Ewentualne przedłużenie po 17 stycznia obecnych obostrzeń zależy od tego, jak zachowamy się w najbliższym czasie, jak spędzimy ferie i jakie będą wyniki zakażeń po świętach – zaznaczył w poniedziałek rzecznik Ministerstwa Zdrowia Wojciech Andrusiewicz.
Andrusiewicz powiedział na poniedziałkowej konferencji prasowej, że na razie jest za wcześnie, aby mówić o tym, czy obostrzenia obowiązujące od 28 grudnia do 17 stycznia zostaną przedłużone.
Czy one będą przedłużone, zależy od tego, jak zachowamy się w najbliższym czasie, jak spędzimy ferie i jakie będą wyniki po świętach, które właśnie są za nami – zaznaczył.
Dodał, że na razie rozpoczęcie nauki dla klas I-III jest przewidziane na 18 stycznia.

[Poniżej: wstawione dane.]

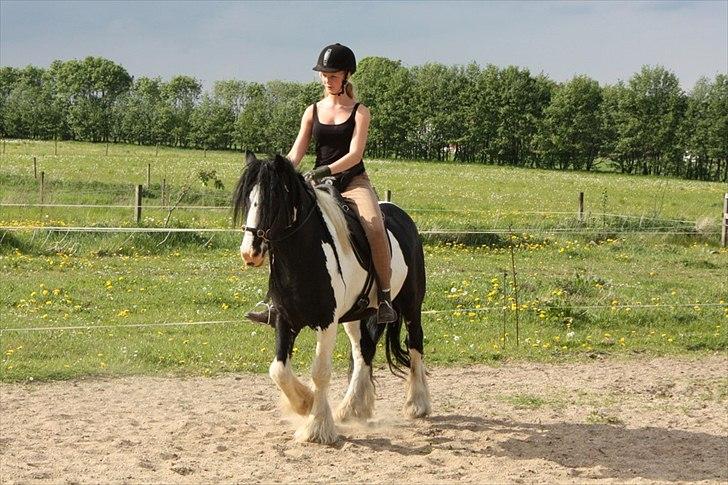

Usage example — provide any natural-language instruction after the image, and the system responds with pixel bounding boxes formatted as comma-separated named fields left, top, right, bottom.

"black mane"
left=232, top=152, right=309, bottom=231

Ale w naszych rękach jest to, czy nasze dzieci rozpoczną naukę – podkreślił rzecznik resortu zdrowia.
Andrusiewicz wskazał, że już w tej chwili przewidziane są pewne korzyści dla osób zaszczepionych.
Te osoby są zwalniane z kwarantanny. A więc jeżeli będą podróżować za granicę, po powrocie do Polski nie będą podlegać kwarantannie. Nie będą też podlegały kwarantannie po kontakcie z osobą zakażoną – mówił Andrusiewicz.
Zaznaczył, że osoby zaszczepione nie będą też wliczane do puli pięciu dodatkowych osób spoza gospodarstwa domowego na imprezach rodzinnych.
Czyli będą mogły być tą szóstą, siódmą czy ósmą osobą na imprezie rodzinnej spoza danego domu – powiedział rzecznik resortu zdrowia.
Andrusiewicz zaznaczył, że na razie jest za wcześnie, by mówić o zniesieniu obowiązku zakrywania ust i nosa w przestrzeni publicznej.
Od 28 grudnia do 17 stycznia 2021 r. wprowadzono dodatkowe obostrzenia, m.in. zamknięcie hoteli, ograniczenie w działaniu galerii handlowych i stoków narciarskich.